Она входит на кухню как раз тогда, когда Денис бережно собирает с пола несколько крупных осколков. Их глаза встречаются, и он даже тепло ей улыбается. Дарья не может удержаться от ответной улыбки.
– Мама-мама, я не специально! – На Дарью ураганом несется один из близнецов. – Я не виноват! Это меня Олег толкнул!
Последнему, кажется, все равно, в чем его обвиняет брат. Худенький Олег с расширенными глазами, совсем как у оленя в свете фар, стоит у окна и смотрит на ночную улицу.
Не обращая внимания на мини-драму, развернувшуюся на кухне, Дарья подходит к сыну и обнимает его со спины. Олег ничего не говорит и вообще не шевелится, завороженный непрекращающимся дождем.
– Мама, когда он перестанет? – спрашивает мальчик с той самой наивной детской уверенностью, что взрослые знают ответы на все вопросы.
– Не знаю, родной. Тебе не нравится дождь?
– Мне кажется, как будто кто-то плачет. Кто-то большой и очень сильный, но он очень устал.
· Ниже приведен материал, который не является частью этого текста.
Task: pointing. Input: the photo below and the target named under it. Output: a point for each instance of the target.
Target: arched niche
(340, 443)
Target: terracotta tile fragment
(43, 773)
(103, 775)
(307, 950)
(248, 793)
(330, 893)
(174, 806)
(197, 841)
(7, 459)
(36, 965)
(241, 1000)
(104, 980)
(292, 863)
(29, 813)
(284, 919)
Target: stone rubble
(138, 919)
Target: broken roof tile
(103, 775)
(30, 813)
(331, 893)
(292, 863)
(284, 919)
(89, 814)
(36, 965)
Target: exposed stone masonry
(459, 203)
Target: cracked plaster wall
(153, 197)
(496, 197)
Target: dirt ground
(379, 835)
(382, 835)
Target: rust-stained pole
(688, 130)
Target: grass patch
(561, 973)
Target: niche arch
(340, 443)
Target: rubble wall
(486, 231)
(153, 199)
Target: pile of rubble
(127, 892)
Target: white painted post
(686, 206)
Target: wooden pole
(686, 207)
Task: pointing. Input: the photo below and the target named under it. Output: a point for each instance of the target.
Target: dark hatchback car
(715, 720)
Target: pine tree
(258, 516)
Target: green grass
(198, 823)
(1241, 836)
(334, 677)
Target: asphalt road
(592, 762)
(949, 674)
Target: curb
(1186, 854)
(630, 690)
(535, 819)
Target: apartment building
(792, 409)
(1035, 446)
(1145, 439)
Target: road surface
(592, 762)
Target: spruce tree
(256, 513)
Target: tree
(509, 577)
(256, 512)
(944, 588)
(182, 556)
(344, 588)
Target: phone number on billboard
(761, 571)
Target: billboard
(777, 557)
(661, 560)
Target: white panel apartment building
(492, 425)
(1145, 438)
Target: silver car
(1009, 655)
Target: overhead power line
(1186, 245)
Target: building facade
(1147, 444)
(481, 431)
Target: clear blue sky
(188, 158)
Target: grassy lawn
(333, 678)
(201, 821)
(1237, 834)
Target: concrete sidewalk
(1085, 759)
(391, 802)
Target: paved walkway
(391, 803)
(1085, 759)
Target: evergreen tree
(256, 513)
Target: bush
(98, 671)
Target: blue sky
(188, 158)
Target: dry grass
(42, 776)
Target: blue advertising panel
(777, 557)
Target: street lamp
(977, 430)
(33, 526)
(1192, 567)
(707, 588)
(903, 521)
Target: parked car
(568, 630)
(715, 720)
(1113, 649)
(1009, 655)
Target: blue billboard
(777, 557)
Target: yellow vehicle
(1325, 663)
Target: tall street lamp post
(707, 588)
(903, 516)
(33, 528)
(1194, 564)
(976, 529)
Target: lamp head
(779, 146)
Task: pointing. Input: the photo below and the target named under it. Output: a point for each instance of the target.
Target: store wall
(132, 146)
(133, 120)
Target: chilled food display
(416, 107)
Краем глаза Дарья замечает, что Денис перестал собирать осколки и внимательно смотрит в их сторону.
– Почему бы нам всем не лечь сегодня спать пораньше? – с неожиданным энтузиазмом предлагает он.
– Ну па-ап, – ноет Артур, – у нас же каникулы…
– А мне на работу. Да и мама очень устала. Дайте ей хоть немного отдохнуть. У Маруси с утра экзамен, а после обеда она заберет вас на роллердром. Как вам такой план?
– Согласны-ы-ы! – отвечает Артур за двоих.
Странно, раньше близнецы вместе радовались подобным развлечениям, а теперь вместо стройного хора голосов слышен лишь возбужденный писк Артура. Дарья губами проверяет лоб сына: не заболел ли.
– Спокойной ночи. – Олег легко, по-обезьяньи, выпутывается из ее объятий и исчезает из кухни. Следом за ним пропадает и Артур.
Теперь Дарья острее чувствует беспомощность и одиночество. Руками обхватывает себя за плечи, крепко обнимает, таким образом пытаясь утешить себя, что все будет хорошо. И монстру внутри это не нравится: он ворочается с боку на бок и все никак не может найти удобное положение.
Некоторое время Дарья смотрит в пустоту – туда, где днем видна река и здания по другую сторону моста. Только сейчас все это скрыто за плотной пеленой непрекращающегося водного потока.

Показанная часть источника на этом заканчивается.